Gli Esordi e la Formazione di un Talento
Nato a Roma, nel cuore di Trastevere, Alberto Sordi manifesta sin da giovane una spiccata vena artistica. Suo padre, Pietro Sordi, era direttore d'orchestra e concertista presso il teatro dell'opera di Roma, mentre sua madre, Maria Righetti, era insegnante. Fin da piccolo, Alberto gira l'Italia con la piccola compagnia del Teatrino delle marionette, diretta dal professor Parodi. Canta come soprano nel coro della Cappella Sistina, ma la sua voce muta prematuramente in quella di un basso negli anni Trenta.
Dopo aver frequentato l'Istituto d'Avviamento Commerciale "Giulio Romano", Sordi abbandona presto la scuola per dedicarsi al mondo dello spettacolo, diplomandosi in seguito da privatista. Nel 1936, incide un disco di fiabe musicali per bambini con la Fonit. Decide poi di formarsi come attore, iscrivendosi all'Accademia dei Filodrammatici di Milano, dalla quale viene espulso a causa della sua forte inflessione romanesca. Questo episodio, lungi dallo scoraggiarlo, lo spinge a trasformare il suo "difetto" in un punto di forza.

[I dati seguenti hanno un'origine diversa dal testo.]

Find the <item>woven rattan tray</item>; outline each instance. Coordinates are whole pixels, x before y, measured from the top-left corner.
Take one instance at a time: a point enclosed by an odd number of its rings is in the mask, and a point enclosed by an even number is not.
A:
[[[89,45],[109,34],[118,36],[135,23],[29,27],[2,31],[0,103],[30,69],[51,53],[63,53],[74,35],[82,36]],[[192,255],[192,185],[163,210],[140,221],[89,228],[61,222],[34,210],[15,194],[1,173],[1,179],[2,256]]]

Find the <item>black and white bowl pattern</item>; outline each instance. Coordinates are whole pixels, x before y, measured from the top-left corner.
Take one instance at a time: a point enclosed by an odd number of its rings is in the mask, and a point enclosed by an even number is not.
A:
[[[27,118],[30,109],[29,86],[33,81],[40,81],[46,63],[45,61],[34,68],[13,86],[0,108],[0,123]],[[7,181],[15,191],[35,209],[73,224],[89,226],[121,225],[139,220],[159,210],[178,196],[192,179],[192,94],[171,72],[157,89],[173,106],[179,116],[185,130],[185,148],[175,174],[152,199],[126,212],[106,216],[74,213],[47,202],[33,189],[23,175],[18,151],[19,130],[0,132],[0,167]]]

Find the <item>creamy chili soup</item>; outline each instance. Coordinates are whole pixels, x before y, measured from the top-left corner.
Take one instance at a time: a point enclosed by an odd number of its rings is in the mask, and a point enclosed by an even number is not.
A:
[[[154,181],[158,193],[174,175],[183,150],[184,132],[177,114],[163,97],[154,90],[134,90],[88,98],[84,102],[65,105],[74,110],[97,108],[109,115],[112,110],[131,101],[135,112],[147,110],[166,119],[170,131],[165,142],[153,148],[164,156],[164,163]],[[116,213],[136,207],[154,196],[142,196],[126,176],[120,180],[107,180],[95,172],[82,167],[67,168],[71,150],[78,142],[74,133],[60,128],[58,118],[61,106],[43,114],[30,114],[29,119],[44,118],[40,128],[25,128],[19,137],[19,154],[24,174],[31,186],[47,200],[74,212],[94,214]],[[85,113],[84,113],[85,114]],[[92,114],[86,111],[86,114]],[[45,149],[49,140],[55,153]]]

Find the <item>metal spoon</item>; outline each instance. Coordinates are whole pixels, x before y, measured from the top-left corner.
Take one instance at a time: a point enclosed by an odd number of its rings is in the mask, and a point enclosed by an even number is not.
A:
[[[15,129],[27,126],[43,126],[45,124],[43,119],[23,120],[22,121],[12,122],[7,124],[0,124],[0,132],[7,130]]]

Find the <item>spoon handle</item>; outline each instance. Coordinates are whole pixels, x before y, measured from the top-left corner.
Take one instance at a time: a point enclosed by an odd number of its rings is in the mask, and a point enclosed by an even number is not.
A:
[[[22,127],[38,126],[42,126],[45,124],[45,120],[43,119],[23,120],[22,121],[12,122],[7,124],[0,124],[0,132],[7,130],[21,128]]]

Dai Primi Ruoli al Successo Radiofonico
La sua prima apparizione cinematografica è come comparsa nel film "Scipione l'Africano" di Carmine Gallone, presentato alla Mostra di Venezia nel 1937. Travestito da leone, Sordi partecipa ad alcune scene de "Il feroce Saladino" di Mario Bonnard, dove conosce la sedicenne Alida Valli, che tenta di sedurre. Negli anni Quaranta, dopo piccoli ruoli e il servizio di leva, la sua prima grande occasione arriva con il film "I tre aquilotti" di Mario Mattoli.
Parallelamente, Sordi riscuote successo come presentatore e comico al Cinema Teatro Galleria di Roma, nella Compagnia di rivista di Fanfulla. La sua voce, una delle sue caratteristiche più distintive, lo porta al successo radiofonico nel 1947, con il suo debutto come Signor Dice nei programmi di varietà "Rosso e nero" e "Oplà" presentati da Corrado. L'anno successivo, ottiene una sua trasmissione, "Vi parla Alberto Sordi", dove inventa personaggi di grande successo come Mario Pio, Il compagnuccio della parrocchietta e il conte Carlo.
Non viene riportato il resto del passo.